Opening my mouth to tell her to shut the hell up, I saw Tu enter the room talking to a thin woman. She was dressed in a crimson blazer with a swollen eye and bandaged arm. A Lady Cleric, the Lady Cleric from that morning.
Chapter Four
I straightened and ordered my feet to freeze mid step back. My heart pounded double time as every instinct I had screeched at me to run and hide. They really were looking for me, and knew the one they sought was a Disciple. The Lady Cleric's gaze slowly passed over every female face in the group as she replied to Cleric Tu. My stomach clenched and sweat beaded my brow. Did her gaze linger on me? Did she hesitate to move on, or was it my imagination?
I wanted to scream at her that it was an accident. That I had no idea what all the crazy stuff happening around me meant, nor did I want to. I wanted to rewind a day, back to when things were simple. Where my life made sense and where boys spoke and acted normally. Where Clerics were the good guys who protected us from demons and my teachers were not heartless murderers.
The Lady Cleric scanned our faces once more than shook her head once. She left with Tu close behind her, whispering something to him.
What did I do? Surely if they had identified the Disciple in the forest was me, they would have hauled me out the class.
Alex glanced over her shoulder at the retreating Cleric, but was otherwise uninterested. Ro was more on ball, and his eyes narrowed as he watched me. Too messed in the head to try and be subtle, I glared at him, daring him to comment.
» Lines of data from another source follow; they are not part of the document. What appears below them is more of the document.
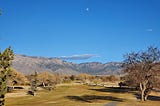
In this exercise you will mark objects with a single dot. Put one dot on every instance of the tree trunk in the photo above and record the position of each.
(143, 88)
(2, 101)
(147, 92)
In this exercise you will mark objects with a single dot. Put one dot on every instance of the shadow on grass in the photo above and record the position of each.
(92, 98)
(114, 90)
(150, 97)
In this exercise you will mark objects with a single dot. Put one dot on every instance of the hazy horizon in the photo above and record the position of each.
(79, 30)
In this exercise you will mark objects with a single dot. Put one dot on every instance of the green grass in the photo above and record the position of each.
(79, 95)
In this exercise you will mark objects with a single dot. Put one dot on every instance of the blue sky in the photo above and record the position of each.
(79, 30)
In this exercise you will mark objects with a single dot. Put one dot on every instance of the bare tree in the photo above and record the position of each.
(141, 71)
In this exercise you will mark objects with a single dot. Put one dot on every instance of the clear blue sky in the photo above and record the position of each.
(79, 30)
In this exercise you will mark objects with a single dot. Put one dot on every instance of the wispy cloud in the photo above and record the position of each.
(79, 57)
(149, 30)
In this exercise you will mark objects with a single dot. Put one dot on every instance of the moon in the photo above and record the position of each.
(87, 9)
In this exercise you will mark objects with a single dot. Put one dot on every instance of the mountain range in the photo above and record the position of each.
(30, 64)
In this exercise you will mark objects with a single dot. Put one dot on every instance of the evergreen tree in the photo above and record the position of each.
(6, 58)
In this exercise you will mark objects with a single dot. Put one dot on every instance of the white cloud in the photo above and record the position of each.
(79, 57)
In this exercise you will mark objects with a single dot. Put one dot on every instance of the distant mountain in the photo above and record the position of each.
(28, 64)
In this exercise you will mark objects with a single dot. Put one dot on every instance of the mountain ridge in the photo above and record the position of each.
(28, 64)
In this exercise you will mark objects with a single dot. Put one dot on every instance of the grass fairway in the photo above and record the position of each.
(79, 95)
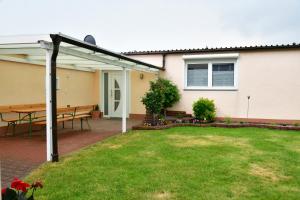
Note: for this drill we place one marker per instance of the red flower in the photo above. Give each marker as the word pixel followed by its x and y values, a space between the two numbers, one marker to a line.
pixel 3 191
pixel 37 184
pixel 19 185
Well, there was nothing I could do. I'd had enough of being stressed out. Slouching back into my chair, I kicked up a leg on the empty seat opposite and mud fell off my soles.
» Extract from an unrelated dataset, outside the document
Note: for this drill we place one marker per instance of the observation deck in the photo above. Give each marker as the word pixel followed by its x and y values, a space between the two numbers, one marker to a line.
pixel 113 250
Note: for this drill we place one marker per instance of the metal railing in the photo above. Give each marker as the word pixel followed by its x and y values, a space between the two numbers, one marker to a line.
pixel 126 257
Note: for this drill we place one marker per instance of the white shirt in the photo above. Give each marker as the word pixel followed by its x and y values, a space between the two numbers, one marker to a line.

"Are you even listening to me?" Alex asked.
"I'm sorry, what? Oh, yes," I said. "Yes, I do remember."
The Rupture was a global slaughter that had nearly wiped the entire human race of the face of the planet. It had changed everything. Vampires had emerged from the shadows one winter dragging all manner of wicked with them, and in one clean sweep had consumed the earth. Shapeshifters had prowled the streets in daylight. Hunting were-bears, were-lions and were-whatever-the-hell-you-can-think-of had feasted on human flesh. Goblins tore people limb from limb and roasted them in dumpster-sized stew pots. Raped the screaming women, and produced more deformed offspring. Powerful witches cast spells that stopped the hearts of entire cities, made all things in a thousand-mile radius just stop.
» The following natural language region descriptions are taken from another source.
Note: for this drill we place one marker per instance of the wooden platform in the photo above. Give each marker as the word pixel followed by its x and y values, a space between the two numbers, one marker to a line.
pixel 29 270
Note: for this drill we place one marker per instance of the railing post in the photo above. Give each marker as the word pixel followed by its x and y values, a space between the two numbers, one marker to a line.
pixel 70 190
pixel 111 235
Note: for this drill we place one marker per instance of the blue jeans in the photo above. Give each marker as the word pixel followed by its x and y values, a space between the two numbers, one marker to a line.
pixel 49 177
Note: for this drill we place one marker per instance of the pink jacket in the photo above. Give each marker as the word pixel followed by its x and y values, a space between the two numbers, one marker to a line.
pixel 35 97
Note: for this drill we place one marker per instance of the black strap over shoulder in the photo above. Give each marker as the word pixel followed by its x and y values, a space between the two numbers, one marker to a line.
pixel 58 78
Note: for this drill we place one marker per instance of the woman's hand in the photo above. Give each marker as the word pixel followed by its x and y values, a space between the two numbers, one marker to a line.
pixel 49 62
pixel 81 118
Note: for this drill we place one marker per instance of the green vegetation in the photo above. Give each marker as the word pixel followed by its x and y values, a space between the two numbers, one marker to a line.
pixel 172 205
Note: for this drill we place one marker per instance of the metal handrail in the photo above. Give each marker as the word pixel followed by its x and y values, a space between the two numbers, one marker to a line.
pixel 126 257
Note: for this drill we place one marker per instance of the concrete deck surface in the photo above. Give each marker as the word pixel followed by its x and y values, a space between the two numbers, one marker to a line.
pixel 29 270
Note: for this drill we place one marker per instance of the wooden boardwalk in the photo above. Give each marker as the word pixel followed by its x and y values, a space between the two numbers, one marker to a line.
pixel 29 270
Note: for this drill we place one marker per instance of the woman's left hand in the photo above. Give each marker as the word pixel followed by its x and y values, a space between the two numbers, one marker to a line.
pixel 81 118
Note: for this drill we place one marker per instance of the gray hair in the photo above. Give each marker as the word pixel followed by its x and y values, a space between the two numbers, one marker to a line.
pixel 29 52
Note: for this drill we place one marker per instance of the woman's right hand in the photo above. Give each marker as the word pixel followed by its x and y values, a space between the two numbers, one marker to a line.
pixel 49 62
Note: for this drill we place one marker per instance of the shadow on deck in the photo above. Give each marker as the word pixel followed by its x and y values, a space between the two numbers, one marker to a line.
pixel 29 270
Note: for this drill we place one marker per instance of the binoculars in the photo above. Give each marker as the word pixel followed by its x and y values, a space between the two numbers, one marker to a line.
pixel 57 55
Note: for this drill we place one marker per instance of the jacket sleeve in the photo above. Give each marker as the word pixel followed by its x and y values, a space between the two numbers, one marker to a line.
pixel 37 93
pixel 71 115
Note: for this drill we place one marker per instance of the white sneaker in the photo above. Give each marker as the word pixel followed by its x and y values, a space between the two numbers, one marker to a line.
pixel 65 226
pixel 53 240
Within weeks governments had fallen. Monarchy's had been eliminated, a warped genocide, madness. No one but the crazies who had believed in such things was prepared. They knew how to protect themselves with stakes and silver, hiding places underground. Otherwise only the strong, quick and the smart had survived. The barbaric culling of the human race left us scattered across the world in tiny pockets of civilization. Communities of people who put aside old hates based on colour and religion, and blended together until the human race was a convergence unlike anything ever predicted. We lived in an overcrowded region of land surrounded by electricity, a patch of city untouched by the horror Outside.
At least, that's what the Priests told us in their sermons. Most people alive now-a-days were too young to remember what had happened, and the old ones who had experienced it had died of old age years before. Against all odds endangered humankind had survived and had the Sect to thank. A group of human men and women had erected the Wall, and set the strongest of us as guardians. Determined to keep fighting and to survive at all costs, they selected new protectors from the masses seeking sanctuary and trained them to hunt the monsters that had stolen the planet. Those protectors were the Clerics. They hunted down any demon that dared step on our territory. Of course I remembered the Rupture; it was something I, nor any other being, would ever forget.